ПРЕДИСЛОВИЕ К ПОДБОРКЕ СТИХОВ ВЛАДИМИРА СТРОЧКОВА
В АЛЬ- КАКОМ-ТО -МОНАХЕ,
ПРЕЗЕНТУЮЩЕЙ КНИГУ
«ГЛАГОЛЫ НЕСОВЕРШЕННОГО ВРЕМЕНИ»
(Велено было – серьёзно!)*
Чем больше нравится книга, которую читаешь, тем больше рождается под ее
влиянием мыслей – о прочитанном, о мире и о себе. Когда я читал книгу Владимира
Строчкова «Глаголы несовершенного времени», мысли о мире и о себе так и
клубились в моей голове.
Каждое стихотворение по отдельности я знаю примерно столько же лет,
сколько оно существует. И все же сегодня, прочтя эти стихи, между первым
и последним из которых – более десяти лет, я вдруг взглянул на них по-новому – так, как возможно взглянуть, разве что, на собственные стихи на следующее
утро после их написания – с чувством удивления и смутного узнавания.
И вот что мне открылось.
– Твердо зная, что на рубеже 1985-1986 годов поэтика Строчкова претерпела
серьезные изменения, и имея тому множество примеров, я увидел, что внутренне – это все-таки одна (хоть и развивающаяся) поэтика;
– что высказанная некогда Строчковым умозрительная идея о принципиальной недоказуемости как идеалистического, так и материалистического взгляда
на мир, для него не просто идея, что он и впрямь живет в ситуации не выбора,
но дуализма, равно допуская (и не допуская в то же самое время) как существование
Бога, так и отсутствие Бога;
– что в этой трагической неразрешимости – корень его этики, эстетики и, если угодно, космогонии.

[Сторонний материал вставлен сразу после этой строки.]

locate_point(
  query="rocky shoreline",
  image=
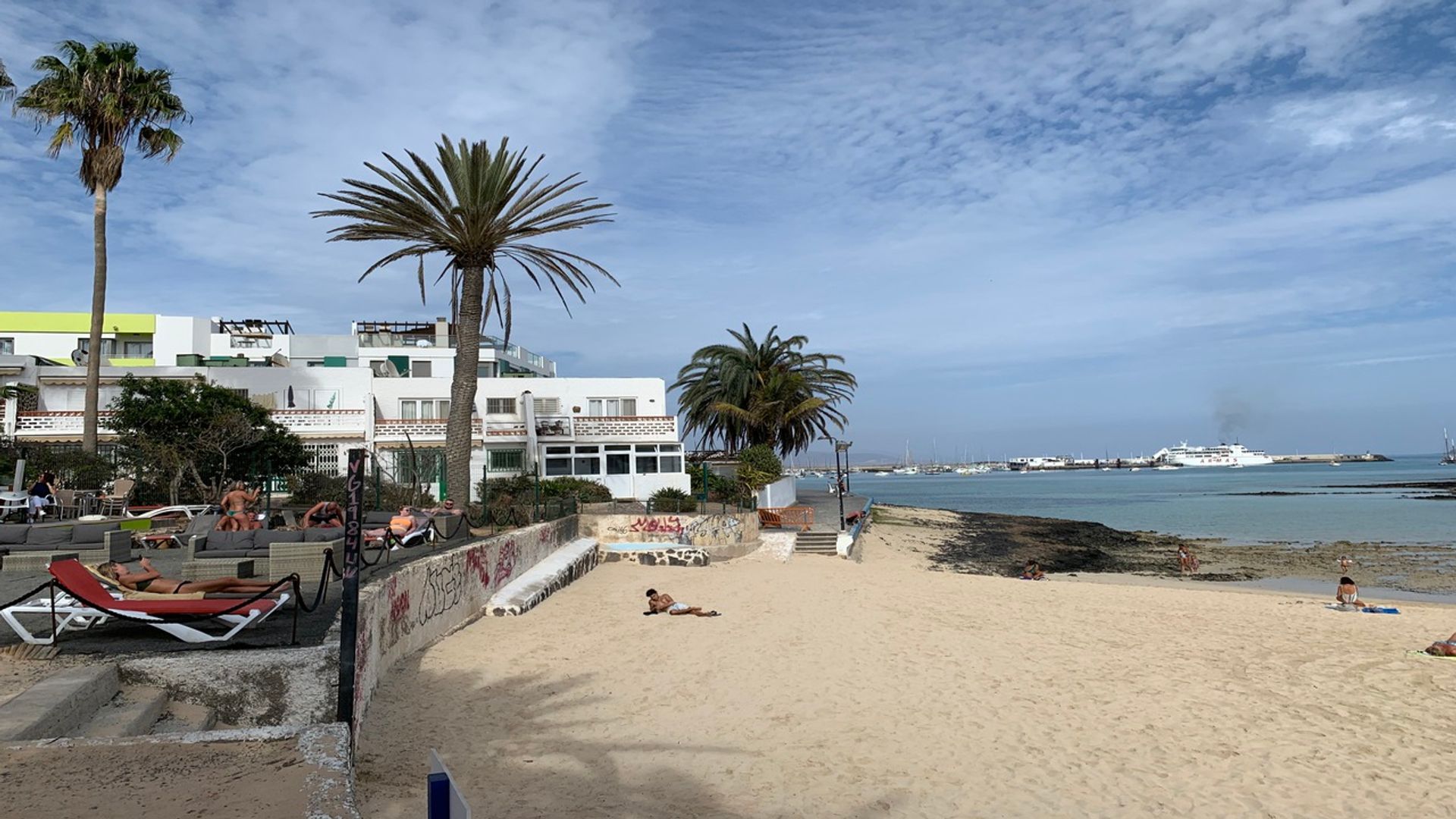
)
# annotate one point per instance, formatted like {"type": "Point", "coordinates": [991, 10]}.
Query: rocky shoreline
{"type": "Point", "coordinates": [976, 542]}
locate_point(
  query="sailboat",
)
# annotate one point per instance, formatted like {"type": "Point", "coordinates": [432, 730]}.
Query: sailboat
{"type": "Point", "coordinates": [909, 468]}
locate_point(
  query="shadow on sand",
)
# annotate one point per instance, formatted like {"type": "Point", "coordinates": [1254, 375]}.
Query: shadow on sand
{"type": "Point", "coordinates": [514, 749]}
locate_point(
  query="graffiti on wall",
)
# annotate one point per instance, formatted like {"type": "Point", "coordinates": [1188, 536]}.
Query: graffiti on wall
{"type": "Point", "coordinates": [658, 525]}
{"type": "Point", "coordinates": [712, 531]}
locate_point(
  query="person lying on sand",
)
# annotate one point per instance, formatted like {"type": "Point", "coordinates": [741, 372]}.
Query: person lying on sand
{"type": "Point", "coordinates": [1443, 648]}
{"type": "Point", "coordinates": [1348, 594]}
{"type": "Point", "coordinates": [663, 602]}
{"type": "Point", "coordinates": [150, 580]}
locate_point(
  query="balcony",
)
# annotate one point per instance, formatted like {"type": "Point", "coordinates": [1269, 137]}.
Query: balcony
{"type": "Point", "coordinates": [309, 423]}
{"type": "Point", "coordinates": [626, 428]}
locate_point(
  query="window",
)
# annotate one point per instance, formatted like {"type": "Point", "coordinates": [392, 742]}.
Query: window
{"type": "Point", "coordinates": [653, 458]}
{"type": "Point", "coordinates": [609, 407]}
{"type": "Point", "coordinates": [424, 409]}
{"type": "Point", "coordinates": [108, 346]}
{"type": "Point", "coordinates": [324, 458]}
{"type": "Point", "coordinates": [619, 464]}
{"type": "Point", "coordinates": [419, 466]}
{"type": "Point", "coordinates": [506, 460]}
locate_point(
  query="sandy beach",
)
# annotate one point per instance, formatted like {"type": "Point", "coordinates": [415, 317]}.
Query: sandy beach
{"type": "Point", "coordinates": [881, 689]}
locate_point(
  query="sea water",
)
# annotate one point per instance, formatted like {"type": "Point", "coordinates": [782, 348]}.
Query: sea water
{"type": "Point", "coordinates": [1332, 503]}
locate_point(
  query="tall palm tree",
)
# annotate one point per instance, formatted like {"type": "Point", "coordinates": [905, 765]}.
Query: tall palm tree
{"type": "Point", "coordinates": [104, 99]}
{"type": "Point", "coordinates": [481, 210]}
{"type": "Point", "coordinates": [767, 392]}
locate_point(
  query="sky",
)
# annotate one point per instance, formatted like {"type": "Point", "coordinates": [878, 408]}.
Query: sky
{"type": "Point", "coordinates": [1030, 228]}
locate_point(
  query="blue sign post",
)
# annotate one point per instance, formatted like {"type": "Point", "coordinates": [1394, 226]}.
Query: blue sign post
{"type": "Point", "coordinates": [443, 799]}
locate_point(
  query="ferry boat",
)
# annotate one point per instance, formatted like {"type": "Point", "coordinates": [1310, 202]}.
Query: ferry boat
{"type": "Point", "coordinates": [1222, 455]}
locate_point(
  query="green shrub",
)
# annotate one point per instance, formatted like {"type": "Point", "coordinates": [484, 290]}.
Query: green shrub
{"type": "Point", "coordinates": [667, 499]}
{"type": "Point", "coordinates": [759, 466]}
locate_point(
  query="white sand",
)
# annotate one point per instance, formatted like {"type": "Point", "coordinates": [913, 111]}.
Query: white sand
{"type": "Point", "coordinates": [878, 689]}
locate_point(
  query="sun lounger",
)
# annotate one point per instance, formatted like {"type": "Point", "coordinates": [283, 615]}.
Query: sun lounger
{"type": "Point", "coordinates": [74, 601]}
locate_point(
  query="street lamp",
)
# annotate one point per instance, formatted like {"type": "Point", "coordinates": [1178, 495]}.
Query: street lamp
{"type": "Point", "coordinates": [842, 477]}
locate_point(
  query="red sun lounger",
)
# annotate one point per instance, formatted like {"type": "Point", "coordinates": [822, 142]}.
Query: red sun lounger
{"type": "Point", "coordinates": [80, 602]}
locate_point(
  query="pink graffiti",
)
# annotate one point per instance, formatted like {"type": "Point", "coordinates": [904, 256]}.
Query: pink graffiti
{"type": "Point", "coordinates": [398, 602]}
{"type": "Point", "coordinates": [506, 561]}
{"type": "Point", "coordinates": [666, 525]}
{"type": "Point", "coordinates": [475, 561]}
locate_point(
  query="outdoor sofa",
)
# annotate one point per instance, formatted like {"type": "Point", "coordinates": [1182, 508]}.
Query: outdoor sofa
{"type": "Point", "coordinates": [30, 547]}
{"type": "Point", "coordinates": [300, 551]}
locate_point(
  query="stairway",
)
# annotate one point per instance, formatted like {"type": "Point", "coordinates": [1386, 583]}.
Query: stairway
{"type": "Point", "coordinates": [91, 701]}
{"type": "Point", "coordinates": [817, 542]}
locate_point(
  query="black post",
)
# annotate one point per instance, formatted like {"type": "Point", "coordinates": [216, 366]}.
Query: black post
{"type": "Point", "coordinates": [839, 488]}
{"type": "Point", "coordinates": [350, 611]}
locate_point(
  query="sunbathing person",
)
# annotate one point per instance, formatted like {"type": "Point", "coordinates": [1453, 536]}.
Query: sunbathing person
{"type": "Point", "coordinates": [1348, 594]}
{"type": "Point", "coordinates": [658, 604]}
{"type": "Point", "coordinates": [408, 522]}
{"type": "Point", "coordinates": [1443, 648]}
{"type": "Point", "coordinates": [150, 580]}
{"type": "Point", "coordinates": [447, 507]}
{"type": "Point", "coordinates": [324, 515]}
{"type": "Point", "coordinates": [235, 509]}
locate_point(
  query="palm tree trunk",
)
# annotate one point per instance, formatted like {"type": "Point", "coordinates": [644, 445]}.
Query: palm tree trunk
{"type": "Point", "coordinates": [93, 356]}
{"type": "Point", "coordinates": [463, 384]}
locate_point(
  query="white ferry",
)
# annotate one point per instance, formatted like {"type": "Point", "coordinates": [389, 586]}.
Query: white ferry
{"type": "Point", "coordinates": [1222, 455]}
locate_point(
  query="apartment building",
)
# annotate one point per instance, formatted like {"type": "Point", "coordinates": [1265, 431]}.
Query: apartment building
{"type": "Point", "coordinates": [383, 387]}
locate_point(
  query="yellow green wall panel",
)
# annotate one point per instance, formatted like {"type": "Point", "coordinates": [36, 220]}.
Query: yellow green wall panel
{"type": "Point", "coordinates": [137, 324]}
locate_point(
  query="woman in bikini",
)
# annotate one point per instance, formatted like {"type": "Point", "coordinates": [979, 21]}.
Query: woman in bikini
{"type": "Point", "coordinates": [150, 580]}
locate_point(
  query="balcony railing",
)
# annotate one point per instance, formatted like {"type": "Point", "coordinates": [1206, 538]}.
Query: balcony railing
{"type": "Point", "coordinates": [632, 428]}
{"type": "Point", "coordinates": [69, 422]}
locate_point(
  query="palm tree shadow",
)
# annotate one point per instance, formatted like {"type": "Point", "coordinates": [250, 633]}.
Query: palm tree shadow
{"type": "Point", "coordinates": [511, 757]}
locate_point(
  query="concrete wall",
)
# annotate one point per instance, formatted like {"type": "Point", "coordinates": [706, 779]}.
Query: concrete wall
{"type": "Point", "coordinates": [682, 529]}
{"type": "Point", "coordinates": [780, 493]}
{"type": "Point", "coordinates": [433, 596]}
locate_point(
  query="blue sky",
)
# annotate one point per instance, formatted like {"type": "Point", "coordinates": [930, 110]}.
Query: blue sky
{"type": "Point", "coordinates": [1028, 226]}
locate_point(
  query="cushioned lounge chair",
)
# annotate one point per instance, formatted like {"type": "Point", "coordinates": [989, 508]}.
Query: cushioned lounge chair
{"type": "Point", "coordinates": [74, 601]}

Потому что, во-первых, эстетика оказалась отражением этики, отражением
необходимости жить в мучительно неопределенной ситуации, сохраняя при этом
достоинство и оптимизм, не впадая ни в патетику, ни в тотальную иронию,
сохраняя трезвое отношение к самому себе;
во-вторых, дуалистичная строчковская космогония, как сегодня выяснилось,
– просто отражение его полисемантической эстетики, опирающейся на работу
с множественными смыслами – подвижными, расслаивающимися, взаимодействующими
друг с другом, живыми;
а в-третьих, – этика, как легко догадаться, замкнув круг моих неловких
рассуждений - - - - впрочем, довольно и первых двух.
И еще одну вещь я понял сегодня. Оказывается, теоретические рассуждения
о новизне и отличительных особенностях творческого метода, о сумме приемов,
о семантическом облаке или, скажем, о лингвопластике (чему, не скрою, мы
с Володей отдали известную дань), и даже сама новизна – мало что способны
добавить к облику поэта, который все равно, как ни прячься, встает за строками
стихов. Черт побери, сколько же лет потребовалось, чтобы понять то, что
мы, в общем-то, знали с самого начала!..
* Зря я
старался: аль- какой-то -монах обошёлся без моей статейки.